PFAS are a class of widely used chemicals found in everything from firefighting foam to nonstick cookware. They are called forever chemicals because they do not break down easily in the environment, and they have spread to contaminate the drinking water of potentially more than 200 million Americans. A growing body of research links them to a host of health threats including cancer, immune suppression, and reproductive or developmental problems.
In recent years, regulators at the state and federal levels have taken steps to limit the spread of PFAS in the environment and clean up what's already there. To that end, EPA proposed listing two PFAS—perfluorooctanoic acid (PFOA) and perfluorooctane sulfonic acid (PFOS)—as hazardous substances under the Superfund law, officially the Comprehensive Environmental Response, Compensation, and Liability Act, in August 2022.
Such a listing would trigger reportings of large releases of PFOA and PFOS and enable the EPA to require a cleanup and, in some cases, demand the polluter pay for it. Green groups at the time, including EWG, praised the move as historic, but argued the federal government could go further.
Now, EWG says Lummis and Boozman's bills would not only weaken this initial attempt to regulate PFAS, but the strength of the Superfund law all together.
"More than PFOA and PFOS are at stake," Benesh wrote for EWG's website. "Since passage of the Superfund law, Congress has never created the kind of exemptions proposed by Lummis and Boozman.
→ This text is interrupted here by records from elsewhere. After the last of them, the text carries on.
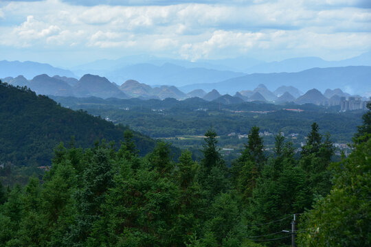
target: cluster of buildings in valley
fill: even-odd
[[[363,101],[361,97],[348,97],[348,99],[345,97],[340,97],[340,110],[365,110],[368,102],[371,101],[371,97],[369,101]]]

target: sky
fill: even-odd
[[[370,0],[0,0],[0,60],[132,55],[338,60],[371,50]]]

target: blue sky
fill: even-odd
[[[336,60],[371,50],[369,0],[0,1],[0,60],[70,66],[135,54]]]

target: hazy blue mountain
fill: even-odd
[[[371,51],[339,61],[326,61],[317,57],[293,58],[282,61],[260,63],[243,71],[247,73],[299,72],[311,68],[347,66],[371,66]]]
[[[80,78],[78,82],[74,86],[74,91],[77,97],[95,96],[103,99],[128,97],[116,84],[110,82],[106,78],[90,74],[85,75]]]
[[[258,87],[254,89],[253,92],[254,93],[258,92],[267,101],[271,102],[277,99],[277,96],[276,96],[274,93],[273,93],[269,90],[268,90],[268,89],[267,89],[267,86],[265,86],[264,84],[258,85]]]
[[[53,78],[61,80],[63,82],[65,82],[68,83],[69,85],[71,85],[72,86],[75,86],[78,82],[78,80],[77,80],[76,78],[67,78],[66,76],[60,76],[60,75],[58,75],[53,76]]]
[[[313,89],[308,91],[303,95],[295,100],[297,104],[314,104],[316,105],[324,104],[328,99],[324,96],[318,90]]]
[[[127,66],[100,73],[111,81],[122,83],[133,79],[148,85],[184,86],[192,83],[212,83],[243,75],[244,73],[205,68],[186,68],[172,63],[161,66],[149,63]]]
[[[371,66],[371,51],[354,58],[345,59],[337,62],[337,66]]]
[[[371,67],[369,66],[314,68],[295,73],[254,73],[217,83],[190,84],[181,86],[179,89],[190,91],[202,89],[207,91],[215,89],[222,93],[233,93],[251,90],[260,84],[264,84],[269,89],[291,84],[304,91],[311,88],[322,91],[328,88],[340,88],[352,90],[353,93],[363,94],[371,91],[370,78]]]
[[[240,91],[240,93],[243,95],[245,97],[251,97],[254,94],[254,91],[251,90],[243,90]]]
[[[240,104],[243,102],[243,99],[238,97],[232,97],[229,94],[225,94],[219,97],[217,99],[212,100],[214,102],[221,103],[223,104]]]
[[[262,101],[266,102],[267,99],[259,92],[255,92],[251,96],[249,97],[249,101]]]
[[[155,87],[152,90],[152,95],[157,96],[161,99],[166,98],[183,99],[187,97],[186,93],[183,93],[174,86],[161,86],[160,87]]]
[[[195,89],[187,93],[187,96],[189,97],[198,97],[202,98],[205,95],[206,95],[206,92],[202,89]]]
[[[240,94],[239,92],[236,92],[236,93],[234,94],[234,95],[233,95],[233,97],[239,97],[240,99],[241,99],[243,100],[244,102],[247,102],[247,101],[249,100],[249,97],[248,97],[243,95]]]
[[[207,93],[205,96],[203,96],[203,99],[207,100],[207,101],[212,101],[214,99],[216,99],[219,97],[221,97],[221,95],[218,92],[216,89],[212,89],[210,92]]]
[[[152,94],[153,90],[150,86],[134,80],[128,80],[120,86],[120,89],[133,97],[139,96],[148,97]]]
[[[273,93],[276,95],[276,96],[280,97],[285,92],[289,93],[292,96],[295,97],[295,98],[299,97],[300,95],[304,94],[299,89],[292,86],[279,86],[273,91]]]
[[[335,89],[334,90],[327,89],[326,89],[326,91],[324,92],[324,95],[327,98],[330,99],[333,95],[348,97],[348,96],[350,96],[350,95],[349,93],[343,92],[341,89]]]
[[[30,81],[28,87],[39,95],[74,95],[72,87],[68,83],[46,74],[35,76]]]
[[[339,106],[340,104],[340,96],[338,95],[333,95],[328,99],[328,104],[330,106]]]
[[[59,75],[71,78],[76,77],[69,70],[54,67],[48,64],[30,61],[0,61],[0,78],[16,77],[19,75],[23,75],[25,78],[30,79],[41,74],[47,74],[49,76]]]
[[[284,92],[281,96],[278,97],[275,102],[277,104],[282,104],[286,102],[293,102],[295,97],[290,94],[289,92]]]
[[[30,82],[28,80],[25,78],[23,75],[18,75],[15,78],[13,78],[12,77],[7,77],[3,79],[1,79],[1,81],[3,82],[6,82],[8,84],[12,84],[13,86],[30,86]]]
Their proposal would be an unprecedented assault on one of our benchmark environmental laws and open the door to similar loopholes for everything from PCBs to dioxin."
In a statement, Lummis and Boozman argued that their bills would protect sectors that either did not contribute to PFAS contamination or were required to use substances containing PFAS.
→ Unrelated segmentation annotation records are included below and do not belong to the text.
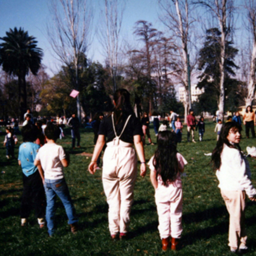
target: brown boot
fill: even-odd
[[[177,249],[177,245],[180,239],[177,238],[172,238],[172,246],[171,249],[174,250]]]
[[[170,241],[170,239],[169,237],[167,237],[167,238],[164,238],[162,239],[162,249],[163,251],[166,251],[168,248],[169,246],[169,242]]]

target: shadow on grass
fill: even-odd
[[[3,189],[0,190],[0,195],[10,195],[13,193],[17,193],[17,192],[22,192],[23,190],[23,189],[10,189],[5,190]]]

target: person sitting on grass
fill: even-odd
[[[75,233],[78,229],[78,219],[63,173],[63,167],[67,167],[69,165],[69,157],[63,148],[55,143],[60,136],[60,131],[58,128],[49,122],[47,124],[44,132],[47,143],[39,149],[34,163],[36,166],[41,165],[44,172],[44,189],[47,200],[46,220],[48,233],[49,236],[52,236],[55,231],[54,217],[56,196],[58,195],[65,207],[71,232]]]
[[[230,215],[229,244],[231,252],[246,252],[244,221],[246,194],[255,201],[256,189],[250,180],[249,163],[239,145],[241,126],[230,122],[223,125],[212,155],[218,187]]]
[[[148,165],[155,197],[158,230],[164,251],[175,250],[182,232],[182,187],[180,173],[187,163],[177,150],[176,135],[169,131],[158,133],[157,148]]]
[[[34,161],[40,147],[33,143],[37,137],[38,129],[32,124],[22,127],[21,134],[23,143],[19,148],[18,161],[23,172],[23,193],[21,199],[20,218],[21,226],[27,223],[32,208],[35,208],[35,217],[40,228],[44,226],[45,196],[43,186],[43,172],[41,166],[34,165]]]

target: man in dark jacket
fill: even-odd
[[[194,138],[195,128],[195,117],[194,115],[194,111],[189,109],[189,114],[187,116],[187,125],[188,129],[188,142],[189,141],[190,133],[192,136],[192,142],[195,143]]]
[[[76,137],[77,139],[76,144],[78,148],[80,148],[80,136],[79,128],[80,122],[78,118],[76,116],[76,113],[73,113],[71,117],[68,119],[67,125],[71,128],[71,137],[72,137],[72,148],[75,149]]]

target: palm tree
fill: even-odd
[[[27,31],[20,28],[10,29],[6,36],[0,38],[4,42],[0,44],[0,66],[10,75],[18,77],[20,120],[27,110],[26,76],[30,70],[36,75],[43,56],[42,49],[37,47],[37,41],[29,36]]]

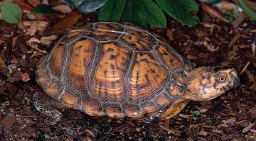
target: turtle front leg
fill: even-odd
[[[151,123],[158,119],[166,111],[166,108],[164,108],[156,111],[156,113],[151,113],[145,118],[142,121],[145,123]]]
[[[40,113],[50,117],[53,120],[52,125],[60,121],[62,117],[62,113],[56,109],[56,103],[59,102],[54,101],[44,94],[36,92],[33,95],[33,103],[36,109]],[[59,103],[59,104],[61,103]]]

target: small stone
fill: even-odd
[[[6,130],[9,130],[11,126],[16,122],[14,116],[6,116],[0,120],[0,124]]]
[[[24,82],[28,81],[30,80],[28,74],[25,73],[25,74],[21,74],[21,79],[22,79],[22,81],[23,81]]]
"There is no doubt we need to consider the environmental impacts of PFAS chemicals but suing entities who did not contribute to the contamination is overkill, especially considering some of these entities, such as ranches and water facilities, are just downstream receivers," Lummis said.
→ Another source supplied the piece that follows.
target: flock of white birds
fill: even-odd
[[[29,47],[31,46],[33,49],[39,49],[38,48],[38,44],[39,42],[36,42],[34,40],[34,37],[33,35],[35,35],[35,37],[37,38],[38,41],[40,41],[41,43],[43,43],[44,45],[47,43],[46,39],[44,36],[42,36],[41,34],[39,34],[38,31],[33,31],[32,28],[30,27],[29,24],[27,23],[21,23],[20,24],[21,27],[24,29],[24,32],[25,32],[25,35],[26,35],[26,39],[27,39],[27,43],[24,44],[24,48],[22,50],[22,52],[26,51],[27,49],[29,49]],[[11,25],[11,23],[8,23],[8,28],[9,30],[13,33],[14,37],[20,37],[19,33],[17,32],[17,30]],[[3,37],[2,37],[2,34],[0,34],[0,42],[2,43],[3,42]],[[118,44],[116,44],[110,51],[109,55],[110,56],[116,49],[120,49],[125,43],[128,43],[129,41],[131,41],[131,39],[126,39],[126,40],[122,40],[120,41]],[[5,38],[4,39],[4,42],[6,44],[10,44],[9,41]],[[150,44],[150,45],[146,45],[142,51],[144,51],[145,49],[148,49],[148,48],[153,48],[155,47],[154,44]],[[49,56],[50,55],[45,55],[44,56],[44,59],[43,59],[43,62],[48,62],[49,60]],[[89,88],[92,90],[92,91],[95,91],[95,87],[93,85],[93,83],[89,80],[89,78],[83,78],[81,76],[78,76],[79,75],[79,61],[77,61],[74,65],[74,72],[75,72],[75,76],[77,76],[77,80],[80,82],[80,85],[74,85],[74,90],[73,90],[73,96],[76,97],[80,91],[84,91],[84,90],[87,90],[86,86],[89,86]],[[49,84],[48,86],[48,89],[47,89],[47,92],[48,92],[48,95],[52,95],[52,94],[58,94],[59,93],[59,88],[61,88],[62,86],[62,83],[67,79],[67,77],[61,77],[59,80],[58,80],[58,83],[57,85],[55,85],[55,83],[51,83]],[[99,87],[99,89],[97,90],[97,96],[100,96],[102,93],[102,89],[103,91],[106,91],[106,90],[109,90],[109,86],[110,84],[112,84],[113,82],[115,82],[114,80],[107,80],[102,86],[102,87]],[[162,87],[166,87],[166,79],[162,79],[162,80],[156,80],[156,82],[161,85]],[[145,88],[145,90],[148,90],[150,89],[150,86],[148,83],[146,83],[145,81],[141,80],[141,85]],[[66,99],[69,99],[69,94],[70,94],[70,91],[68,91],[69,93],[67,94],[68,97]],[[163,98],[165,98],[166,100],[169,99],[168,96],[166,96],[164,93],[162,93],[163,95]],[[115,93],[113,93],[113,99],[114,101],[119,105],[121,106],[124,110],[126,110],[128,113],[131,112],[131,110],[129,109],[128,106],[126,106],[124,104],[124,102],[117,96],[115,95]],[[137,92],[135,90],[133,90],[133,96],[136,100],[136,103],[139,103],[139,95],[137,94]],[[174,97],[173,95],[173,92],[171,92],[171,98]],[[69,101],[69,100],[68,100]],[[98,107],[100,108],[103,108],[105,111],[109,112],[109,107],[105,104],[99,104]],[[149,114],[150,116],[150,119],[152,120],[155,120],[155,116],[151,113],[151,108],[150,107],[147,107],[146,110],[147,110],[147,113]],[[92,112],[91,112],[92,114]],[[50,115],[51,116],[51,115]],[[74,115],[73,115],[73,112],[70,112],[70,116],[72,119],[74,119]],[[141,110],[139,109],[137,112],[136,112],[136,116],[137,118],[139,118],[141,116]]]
However, EWG argues that these extra liability protections are not necessary.
"The EPA already has leeway over which polluters it holds responsible for cleanup," Benesh observed. "The agency has successfully used this discretion for over 40 years to ensure polluters pay the lion's share of the cleanup under Superfund."
In this case, the EPA has already promised to focus on manufacturers and government facilities rather than water utilities, farmers, fire departments, airports, or landfills. It also tends to settle quickly with innocent parties, which then protects them from being sued by outside groups.
What's more, the bills would act as a "slippery slope," as Benesh explained:
The Lummis-Boozman bills apply to just five sympathetic sectors. But those aren't the only ones clamoring for an escape from liability.
For example, when Congress voted on the PFAS Action Act in 2021, Republicans offered amendments exempting medical devices, semiconductors, lithium batteries, solar panels, wind turbines, pipeline safety equipment, and chlorine production from Superfund. Now, if the Senate gives loopholes to sectors like water utilities and farmers, these other polluters will only be more emboldened to ask again for their own loopholes.
Benesh said it was important to guard the Superfund law against a death by a thousand industry papercuts.
"We must protect Superfund to ensure contaminated communities get the cleanup they need and deserve," Benesh wrote.